Kollig: Verständnis für Misstrauen gegenüber Personalverantwortlichen

Berliner Kirchen-Kommission kritisiert Chefs von Missbrauchs-Priestern

Veröffentlicht am 01.03.2022 um 12:44 Uhr – Lesedauer: 

Berlin ‐ Eine "nicht optimale Arbeitsmoral und unzureichendes Verantwortungsbewusstsein" im Umgang mit Missbrauchsfällen wirft die kirchliche Auswertungs-Kommission den Verantwortlichen im Erzbistum Berlin vor. Heute wurde der Abschlussbericht des Gremiums vorgestellt.

  • Teilen:

Über ein Jahr nach Veröffentlichung des Missbrauchsgutachtens für das Erzbistum Berlin hat auch die kirchliche Auswertungs-Kommission den Umgang von damaligen Personalverantwortlichen mit Fällen sexualisierter Gewalt durch Geistliche kritisiert. In einem am Dienstag vorgestellten Abschlussbericht warf das Gremium ihnen wegen der Verzögerung bei der Behandlung der Fälle "eine nicht optimale Arbeitsmoral und unzureichendes Verantwortungsbewusstsein" vor. Die Kommission bestand aus drei entsandten Mitgliedern der höchsten Laienvertretung und des Priesterrats des Erzbistums.

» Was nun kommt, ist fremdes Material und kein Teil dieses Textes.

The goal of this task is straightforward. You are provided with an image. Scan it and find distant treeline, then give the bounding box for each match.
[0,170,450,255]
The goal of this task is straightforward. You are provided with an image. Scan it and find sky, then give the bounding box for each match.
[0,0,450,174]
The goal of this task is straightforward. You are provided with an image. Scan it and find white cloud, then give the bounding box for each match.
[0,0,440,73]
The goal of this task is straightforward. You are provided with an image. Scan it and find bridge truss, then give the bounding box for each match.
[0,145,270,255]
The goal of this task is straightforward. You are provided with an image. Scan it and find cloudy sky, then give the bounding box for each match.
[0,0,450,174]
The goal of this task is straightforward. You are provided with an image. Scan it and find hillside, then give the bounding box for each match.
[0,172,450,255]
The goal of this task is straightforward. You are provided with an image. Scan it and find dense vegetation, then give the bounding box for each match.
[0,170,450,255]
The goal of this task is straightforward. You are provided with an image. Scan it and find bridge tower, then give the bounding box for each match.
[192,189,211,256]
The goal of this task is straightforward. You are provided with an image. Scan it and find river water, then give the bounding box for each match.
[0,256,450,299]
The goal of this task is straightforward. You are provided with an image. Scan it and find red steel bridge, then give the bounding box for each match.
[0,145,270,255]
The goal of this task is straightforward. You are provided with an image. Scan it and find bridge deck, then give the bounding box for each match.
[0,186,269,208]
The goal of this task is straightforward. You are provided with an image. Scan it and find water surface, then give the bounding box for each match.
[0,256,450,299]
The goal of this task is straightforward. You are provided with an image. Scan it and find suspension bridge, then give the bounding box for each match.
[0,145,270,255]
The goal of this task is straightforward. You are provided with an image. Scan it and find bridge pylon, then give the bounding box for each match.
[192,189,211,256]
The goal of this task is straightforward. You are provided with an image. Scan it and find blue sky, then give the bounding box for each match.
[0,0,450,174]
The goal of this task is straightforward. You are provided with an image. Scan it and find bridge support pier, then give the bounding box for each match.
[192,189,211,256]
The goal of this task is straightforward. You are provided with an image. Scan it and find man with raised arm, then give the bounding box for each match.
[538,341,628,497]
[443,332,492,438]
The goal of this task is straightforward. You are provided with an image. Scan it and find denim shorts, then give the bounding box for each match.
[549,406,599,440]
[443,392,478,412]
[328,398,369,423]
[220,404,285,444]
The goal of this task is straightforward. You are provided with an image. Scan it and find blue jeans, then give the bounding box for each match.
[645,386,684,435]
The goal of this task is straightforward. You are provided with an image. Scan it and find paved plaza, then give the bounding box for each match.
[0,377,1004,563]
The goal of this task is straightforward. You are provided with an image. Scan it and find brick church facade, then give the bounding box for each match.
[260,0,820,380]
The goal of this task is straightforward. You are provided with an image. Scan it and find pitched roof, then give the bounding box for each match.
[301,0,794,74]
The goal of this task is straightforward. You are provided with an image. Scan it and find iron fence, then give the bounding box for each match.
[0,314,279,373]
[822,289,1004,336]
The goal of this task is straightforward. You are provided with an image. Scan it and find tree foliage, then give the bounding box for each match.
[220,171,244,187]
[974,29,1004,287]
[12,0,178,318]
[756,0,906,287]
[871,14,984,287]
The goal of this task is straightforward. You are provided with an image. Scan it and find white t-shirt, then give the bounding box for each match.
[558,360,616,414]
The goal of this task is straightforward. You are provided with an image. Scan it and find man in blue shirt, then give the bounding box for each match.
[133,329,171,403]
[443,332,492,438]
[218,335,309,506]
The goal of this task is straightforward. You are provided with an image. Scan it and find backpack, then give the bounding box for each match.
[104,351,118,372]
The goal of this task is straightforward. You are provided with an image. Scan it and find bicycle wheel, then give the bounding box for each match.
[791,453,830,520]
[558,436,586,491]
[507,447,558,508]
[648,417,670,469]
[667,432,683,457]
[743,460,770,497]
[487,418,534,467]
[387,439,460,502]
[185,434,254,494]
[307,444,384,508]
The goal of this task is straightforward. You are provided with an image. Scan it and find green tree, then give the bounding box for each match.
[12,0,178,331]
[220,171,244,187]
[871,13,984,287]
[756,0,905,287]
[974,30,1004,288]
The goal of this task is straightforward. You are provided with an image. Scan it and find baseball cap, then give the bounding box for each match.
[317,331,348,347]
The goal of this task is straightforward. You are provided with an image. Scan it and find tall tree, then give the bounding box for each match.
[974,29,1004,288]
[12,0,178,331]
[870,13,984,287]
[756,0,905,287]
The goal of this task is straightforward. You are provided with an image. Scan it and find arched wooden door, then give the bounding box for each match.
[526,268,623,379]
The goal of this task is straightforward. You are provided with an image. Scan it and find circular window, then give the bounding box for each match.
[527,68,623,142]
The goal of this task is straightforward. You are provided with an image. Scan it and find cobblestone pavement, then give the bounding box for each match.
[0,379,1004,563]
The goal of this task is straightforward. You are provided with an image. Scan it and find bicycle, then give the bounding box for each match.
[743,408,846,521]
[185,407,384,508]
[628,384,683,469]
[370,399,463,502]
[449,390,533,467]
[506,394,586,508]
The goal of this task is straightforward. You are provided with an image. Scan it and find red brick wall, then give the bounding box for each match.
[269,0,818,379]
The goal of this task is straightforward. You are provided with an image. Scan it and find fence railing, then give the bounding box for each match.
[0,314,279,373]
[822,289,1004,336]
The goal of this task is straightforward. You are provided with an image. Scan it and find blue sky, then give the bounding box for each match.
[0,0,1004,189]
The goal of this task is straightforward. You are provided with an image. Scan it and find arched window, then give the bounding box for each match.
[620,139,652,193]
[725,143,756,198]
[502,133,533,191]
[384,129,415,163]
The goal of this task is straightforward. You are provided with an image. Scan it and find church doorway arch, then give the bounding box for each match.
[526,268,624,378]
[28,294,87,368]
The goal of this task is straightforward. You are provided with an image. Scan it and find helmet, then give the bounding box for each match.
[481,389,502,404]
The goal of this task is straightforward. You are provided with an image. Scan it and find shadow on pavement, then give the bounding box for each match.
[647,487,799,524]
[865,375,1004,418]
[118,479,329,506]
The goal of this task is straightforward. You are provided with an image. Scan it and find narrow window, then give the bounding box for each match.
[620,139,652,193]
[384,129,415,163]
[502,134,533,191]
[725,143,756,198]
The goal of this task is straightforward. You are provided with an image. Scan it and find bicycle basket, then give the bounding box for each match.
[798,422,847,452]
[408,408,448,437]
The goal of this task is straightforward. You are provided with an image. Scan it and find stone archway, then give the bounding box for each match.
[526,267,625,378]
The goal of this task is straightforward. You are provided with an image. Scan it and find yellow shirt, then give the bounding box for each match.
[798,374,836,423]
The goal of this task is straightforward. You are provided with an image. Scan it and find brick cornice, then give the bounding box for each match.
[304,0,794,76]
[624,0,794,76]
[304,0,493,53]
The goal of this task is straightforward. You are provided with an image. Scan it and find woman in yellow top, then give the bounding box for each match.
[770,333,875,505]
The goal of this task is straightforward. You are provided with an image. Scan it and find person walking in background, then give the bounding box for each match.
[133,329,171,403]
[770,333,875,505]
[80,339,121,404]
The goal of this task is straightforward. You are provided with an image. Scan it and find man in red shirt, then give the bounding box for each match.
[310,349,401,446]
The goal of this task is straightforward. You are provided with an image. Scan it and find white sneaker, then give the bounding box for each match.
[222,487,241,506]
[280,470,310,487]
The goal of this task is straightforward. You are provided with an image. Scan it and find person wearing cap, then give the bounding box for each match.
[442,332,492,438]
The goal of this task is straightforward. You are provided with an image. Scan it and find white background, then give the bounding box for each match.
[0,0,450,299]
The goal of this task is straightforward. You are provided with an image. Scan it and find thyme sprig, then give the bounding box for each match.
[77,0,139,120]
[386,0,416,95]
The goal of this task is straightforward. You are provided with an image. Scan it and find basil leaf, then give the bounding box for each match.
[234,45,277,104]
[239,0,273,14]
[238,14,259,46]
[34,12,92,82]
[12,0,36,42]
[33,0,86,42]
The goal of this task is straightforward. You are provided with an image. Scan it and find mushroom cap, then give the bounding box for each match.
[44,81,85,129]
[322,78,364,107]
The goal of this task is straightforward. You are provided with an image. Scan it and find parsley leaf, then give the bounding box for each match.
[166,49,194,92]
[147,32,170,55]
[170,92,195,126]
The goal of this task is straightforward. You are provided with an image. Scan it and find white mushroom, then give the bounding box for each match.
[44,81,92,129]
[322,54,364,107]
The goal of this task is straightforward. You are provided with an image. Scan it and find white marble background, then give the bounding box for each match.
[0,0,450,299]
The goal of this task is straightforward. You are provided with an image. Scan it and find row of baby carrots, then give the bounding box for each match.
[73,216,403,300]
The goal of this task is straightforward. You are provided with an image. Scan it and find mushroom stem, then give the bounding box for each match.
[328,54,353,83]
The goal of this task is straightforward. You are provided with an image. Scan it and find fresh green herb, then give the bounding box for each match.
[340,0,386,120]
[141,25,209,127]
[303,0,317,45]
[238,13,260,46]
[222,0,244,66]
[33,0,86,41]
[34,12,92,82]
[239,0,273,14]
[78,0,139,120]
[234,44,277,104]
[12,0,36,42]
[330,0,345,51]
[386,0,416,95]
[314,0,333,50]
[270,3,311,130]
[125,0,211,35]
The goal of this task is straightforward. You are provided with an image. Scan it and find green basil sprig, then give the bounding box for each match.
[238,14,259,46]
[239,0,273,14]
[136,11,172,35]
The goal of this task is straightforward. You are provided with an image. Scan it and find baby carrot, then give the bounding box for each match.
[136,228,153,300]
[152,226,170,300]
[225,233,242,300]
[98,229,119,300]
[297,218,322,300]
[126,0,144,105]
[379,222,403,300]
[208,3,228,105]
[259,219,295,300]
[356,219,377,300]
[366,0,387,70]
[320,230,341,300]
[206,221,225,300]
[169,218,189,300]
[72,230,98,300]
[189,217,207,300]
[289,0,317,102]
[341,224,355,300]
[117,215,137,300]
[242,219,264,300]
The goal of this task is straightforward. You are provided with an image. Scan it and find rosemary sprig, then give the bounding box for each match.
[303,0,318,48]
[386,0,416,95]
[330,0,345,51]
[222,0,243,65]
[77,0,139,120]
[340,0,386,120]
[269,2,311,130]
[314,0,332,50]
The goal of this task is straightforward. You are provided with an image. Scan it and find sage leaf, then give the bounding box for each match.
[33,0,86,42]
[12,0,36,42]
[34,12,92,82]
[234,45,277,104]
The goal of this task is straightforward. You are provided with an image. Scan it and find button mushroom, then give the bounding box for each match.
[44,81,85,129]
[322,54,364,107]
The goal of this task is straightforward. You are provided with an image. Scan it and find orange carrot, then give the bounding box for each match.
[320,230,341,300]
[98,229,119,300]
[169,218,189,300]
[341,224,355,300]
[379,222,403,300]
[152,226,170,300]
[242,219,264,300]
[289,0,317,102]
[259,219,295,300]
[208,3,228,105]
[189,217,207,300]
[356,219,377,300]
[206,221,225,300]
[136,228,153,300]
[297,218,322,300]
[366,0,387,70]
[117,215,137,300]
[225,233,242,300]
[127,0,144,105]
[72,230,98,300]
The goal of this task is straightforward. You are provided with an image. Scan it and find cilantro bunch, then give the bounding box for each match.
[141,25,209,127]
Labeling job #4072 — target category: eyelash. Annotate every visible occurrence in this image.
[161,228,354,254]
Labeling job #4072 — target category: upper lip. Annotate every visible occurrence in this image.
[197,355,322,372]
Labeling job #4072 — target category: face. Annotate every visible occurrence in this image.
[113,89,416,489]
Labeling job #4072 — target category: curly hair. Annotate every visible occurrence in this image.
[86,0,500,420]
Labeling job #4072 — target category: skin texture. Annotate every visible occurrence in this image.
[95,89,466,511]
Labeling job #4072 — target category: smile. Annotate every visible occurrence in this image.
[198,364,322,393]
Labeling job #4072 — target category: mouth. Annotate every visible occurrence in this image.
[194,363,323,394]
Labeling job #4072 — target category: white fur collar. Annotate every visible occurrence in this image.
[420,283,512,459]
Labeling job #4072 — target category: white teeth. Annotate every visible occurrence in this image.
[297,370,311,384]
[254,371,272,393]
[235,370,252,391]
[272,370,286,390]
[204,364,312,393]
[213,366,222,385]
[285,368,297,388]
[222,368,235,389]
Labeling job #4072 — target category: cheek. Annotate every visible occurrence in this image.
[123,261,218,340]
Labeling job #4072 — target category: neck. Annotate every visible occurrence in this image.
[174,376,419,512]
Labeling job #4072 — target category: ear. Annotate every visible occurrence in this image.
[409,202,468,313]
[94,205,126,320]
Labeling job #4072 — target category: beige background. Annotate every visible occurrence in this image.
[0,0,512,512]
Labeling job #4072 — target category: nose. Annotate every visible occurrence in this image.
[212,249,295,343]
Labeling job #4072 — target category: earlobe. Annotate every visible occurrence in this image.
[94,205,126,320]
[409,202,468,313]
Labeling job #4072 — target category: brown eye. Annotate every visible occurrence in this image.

Zugleich betonte die Kommission, eine Pflichtverletzung mit Blick auf das Kirchenrecht und die Vorgaben der Deutschen Bischofskonferenz sei bei ihnen in fünf "besonders dringlichen" jüngeren Fällen "nicht zu erkennen". Die Leitung des Erzbistums hatte diese Fälle auf Initiative der Kommission durch die Kirchenrechtler Astrid Kaptijn (Fribourg) und Wilhelm Rees (Innsbruck) prüfen lassen. Unter den insgesamt 61 Fällen von Priestern seit 1946, die sexualisierter Gewalt an mindestens 121 Minderjährigen beschuldigt wurden, waren es die Fälle 30, 39, 43, 48 und 58 des Gutachtens der Anwaltskanzlei "Redeker Sellner Dahs", das auf der Internetseite des Erzbistums, wenn auch teilweise geschwärzt, veröffentlicht ist.

Elf neue Vorwürfe sexualisierter Gewalt in einem Jahr

Bei diesen Fällen werden unter anderen in ihren damaligen Funktionen Achim Faber als Voruntersuchungsführer, Stefan Dybowski als Missbrauchsbeauftragter, Hansjörg Günther als Personaldezernent, Roland Steinke und Tobias Przytarski als Generalvikare sowie Kardinal Rainer Maria Woelki als Erzbischof genannt, die an der Bearbeitung der Missbrauchsfälle beteiligt waren.

Zudem teilte das Erzbistum mit, dass im vergangenen Jahr elf neue "Vorwürfe sexuellen Missbrauchs oder sexueller Übergriffe" an Minderjährigen oder erwachsenen Schutzbefohlenen durch Kirchenmitarbeiter gemeldet wurden. Drei davon beträfen aktuelle Sachverhalte, die anderen seien vor über zehn Jahren geschehen. Bei den drei aktuellen Sachverhalten sei in einem ein Geistlicher beschuldigt worden, bei den älteren Sachverhalten richteten sich sechs Vorwürfe gegen Geistliche. Davon seien zwei bereits in dem vor einem Jahr veröffentlichten Missbrauchgutachten der Anwaltskanzlei Redeker Sellner Dahs für das Erzbistum erwähnt. Alle fünf beschuldigten Geistlichen seien bereits verstorben, so das Erzbistum.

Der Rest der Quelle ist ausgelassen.